MANCC Announces New Visiting Artist Darrell Jones

Published November 6, 2020
FSU Alumnus Choreographic Fellow Darrell Jones returns to MANCC for a year-long residency to further his archival research around the work of his late father, Dr. William R. Jones, who was an internationally recognized and celebrated activist, scholar, philosopher, theologian, and educator. The first Director of the Black Studies program at FSU, Dr. Jones dedicated his long career to the analysis and methods of oppression, and to working with others in their anti-oppression initiatives. A fundamental part of his work was the exploration of religious humanism and liberation theology. 

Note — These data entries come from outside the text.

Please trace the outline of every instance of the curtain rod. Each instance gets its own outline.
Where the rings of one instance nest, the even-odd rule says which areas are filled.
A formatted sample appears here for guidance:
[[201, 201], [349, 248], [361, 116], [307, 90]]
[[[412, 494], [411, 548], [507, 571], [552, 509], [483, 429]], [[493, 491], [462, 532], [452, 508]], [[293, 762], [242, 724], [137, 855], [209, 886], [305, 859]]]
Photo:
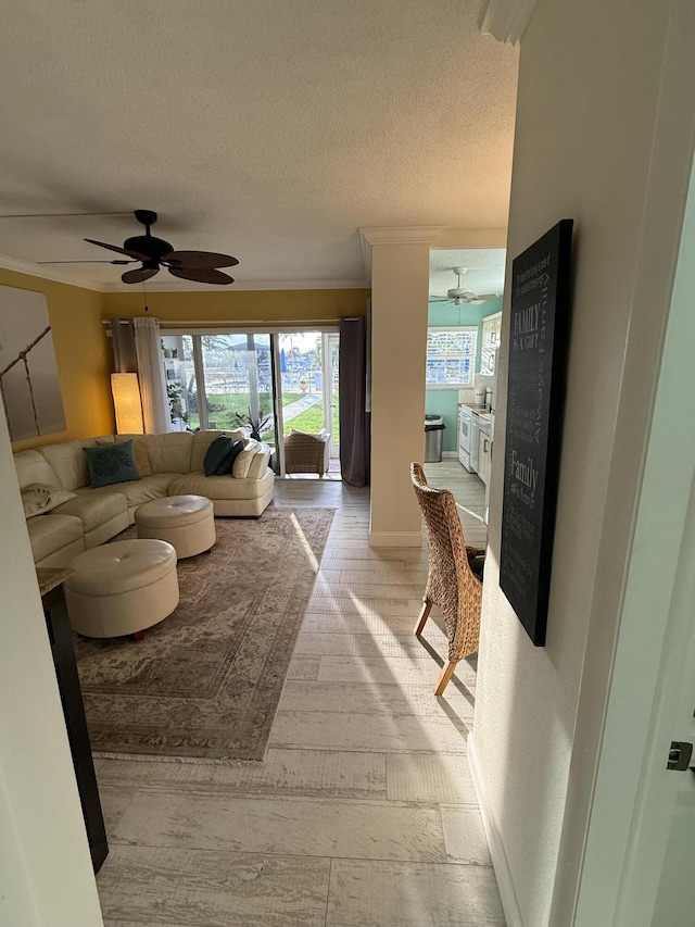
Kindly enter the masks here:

William’s line of research has been highly influential in the development of Darrell’s thinking as an artist. As William’s tools were often words and speech, Darrell’s are cellular, embodied, and expressed mainly in the physical and three-dimensional world. Through his own research of experimenting and analyzing oppression as it lives in the body, Darrell has sought to excavate how individuals accumulate identity and mirror culture through movement. His materials have explored the imprint of societal oppression on bodies around the intersections of race and gender with tactics of employing rigorous tasks in the studio to discover choreographic material that arises when the body is pushed to the edges. 

While at MANCC, Darrell will continue to work through these physical lines of inquiry, while also navigating his father’s office space, which houses an extensive archive encompassing authored books and articles, a large selection of research books, taped lectures, and 35 years of teaching materials around mechanisms of oppression and the intersectionality of race, gender, and class. He maintains a personal interest in cataloging these materials as a creative tool with applications in movement research and as a model in embodied archival processes. 

A longtime collaborator with Jawole Willa Jo Zollar (Urban Bush Women), Bebe Miller (Bebe Miller Dance Company), and Ralph Lemon. Darrell is currently involved in several gatherings around ‘living’ archives. The process of archiving his father’s work with his own creative applications is concurrent with these conversations around choreographic archival materials. 

This is Darrell’s second MANCC residency as lead artist. In 2013, he came for multiple weeks to further his evening length work, Hoo-Ha, for which he won the 2013 Juried Bessie Award. His investigations, initially rooted in voguing, continued to evolve toward the subversive energy that this dance form imparts. Darrell has also been in residence with MANCC artist Ralph Lemon.